C'est ce qu'explique la réalisatrice et psychologue américaine Jeniffer Lyon Bell, dans les colonnes du Telegraaf.
Droit au sexe!
"Il y a, aujourd'hui plus que jamais, des femmes qui se prennent de curiosité pour le porno. Ce qu'elles cherchent avant tout, ce sont des images empreintes d'authenticité. C'est avec ça que je joue dans mes films", raconte la réalisatrice. "Les femmes doivent davantage crier leurs revendications. Elles ont droit, elles aussi, à une vie sexuelle épanouie. Le droit de savoir ce qui leur plaît et ce qui vaut la peine d'être essayé. C'est justement ce qu'elles peuvent découvrir au travers des films pornos"
De l'émotion
Jeniffer Lyon Bell s'est surtout basée sur ses propres émotions pour concevoir ses films Headshot et Matinée. "Je me penche particulièrement sur que je trouve, moi, attirant. Un joli petit cul, je trouve ça aussi joli à regarder qu'un bel homme. Laisser une grande part d'émotions, de ressenti, est capital dans un film. C'est pour cela que je consacre une grande partie des séquences de mes films aux préliminaires."
Curieuses, les dames
Marije Janssen, une publicitaire, a étudié l'expansion du phénomène, mais trouve que qualifier ces films de "féminins" est aussi hors du coup que peu fondé. "Je dirais plutôt que dans ces films, le plaisir féminin est un peu plus central.
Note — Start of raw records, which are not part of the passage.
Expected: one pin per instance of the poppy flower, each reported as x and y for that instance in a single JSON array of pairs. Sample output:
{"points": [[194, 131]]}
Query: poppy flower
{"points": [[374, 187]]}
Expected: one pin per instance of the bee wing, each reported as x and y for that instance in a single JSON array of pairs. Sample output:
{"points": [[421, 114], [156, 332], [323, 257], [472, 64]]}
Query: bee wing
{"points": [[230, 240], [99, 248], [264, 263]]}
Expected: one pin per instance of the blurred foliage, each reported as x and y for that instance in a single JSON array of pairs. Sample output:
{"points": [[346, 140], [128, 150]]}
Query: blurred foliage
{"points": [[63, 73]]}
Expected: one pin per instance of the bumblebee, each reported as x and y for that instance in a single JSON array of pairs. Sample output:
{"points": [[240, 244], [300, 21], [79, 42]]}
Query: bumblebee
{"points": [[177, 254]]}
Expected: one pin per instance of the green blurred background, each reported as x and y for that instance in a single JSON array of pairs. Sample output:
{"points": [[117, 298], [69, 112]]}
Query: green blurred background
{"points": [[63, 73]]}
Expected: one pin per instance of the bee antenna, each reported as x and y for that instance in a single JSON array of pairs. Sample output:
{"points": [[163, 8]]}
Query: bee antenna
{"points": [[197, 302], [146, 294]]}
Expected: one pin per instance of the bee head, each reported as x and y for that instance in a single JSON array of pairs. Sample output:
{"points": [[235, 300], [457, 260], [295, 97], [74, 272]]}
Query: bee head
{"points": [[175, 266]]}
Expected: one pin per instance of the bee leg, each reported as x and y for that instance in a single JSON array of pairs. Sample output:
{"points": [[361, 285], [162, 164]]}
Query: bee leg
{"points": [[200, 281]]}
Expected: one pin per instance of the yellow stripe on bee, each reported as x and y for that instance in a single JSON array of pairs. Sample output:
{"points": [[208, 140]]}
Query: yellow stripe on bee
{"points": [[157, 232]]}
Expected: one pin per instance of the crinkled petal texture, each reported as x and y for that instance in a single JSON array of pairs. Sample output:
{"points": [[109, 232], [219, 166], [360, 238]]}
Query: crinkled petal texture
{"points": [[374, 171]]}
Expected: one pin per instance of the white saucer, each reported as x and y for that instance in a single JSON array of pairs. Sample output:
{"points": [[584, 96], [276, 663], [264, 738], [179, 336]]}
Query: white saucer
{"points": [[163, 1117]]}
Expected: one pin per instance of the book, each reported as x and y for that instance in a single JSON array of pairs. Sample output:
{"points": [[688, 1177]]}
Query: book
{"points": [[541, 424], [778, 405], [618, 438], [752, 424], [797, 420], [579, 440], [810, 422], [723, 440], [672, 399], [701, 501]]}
Ce qui ne veut pas dire que le film est vraiment 'soft' pour autant, ni qu'il est bien construit avec un bon fil rouge. Ce que veut la tendance, c'est que la frontière entre hétéros et lesbiennes soit de plus en plus mince, et floue... Les femmes sont curieuses et sont plus attirées qu'avant par les émotions mixtes. Un peu comme dans les années '80, quand la pornographie est devenue un bon moyen de se donner des idées et de révolutionner sa vie sexuelle".
Indécision
Katrien Jacobs, une chercheuse flamande en pornographie, confirme cette tendance. "Jusqu'ici, les femmes étaient nettement moins passionnées par le porno que ne l'étaient les hommes. Elles ne savent donc pas vraiment encore ce qui les excite à l'écran et se tournent donc vers à peu près toutes les catégories de porno."
Toutes sur le net
Internet a certes rendu le porno beaucoup plus accessible. "La liberté qui découle d'internet est grisante, affirme Katrien Jacobs, mais vous vous retrouvez aussi face à beaucoup plus d'images violentes qu'avant. La censure est impossible. C'est pourquoi je plaide toujours pour un 'surf' encadré, tant pour les jeunes que pour les adultes. On dit trop souvent que les jeunes gens sont devenus insensibles aux images, mais personnellement je n'y crois pas. Je donne cours à l'Université d'Hong Kong à des jeunes d'une vingtaine d'années, et j'ai remarqué qu'ils sont justement plus sensibles à propos de sexe et qu'ils en parlent beaucoup plus précisément qu'auparavant". (lvl/acx)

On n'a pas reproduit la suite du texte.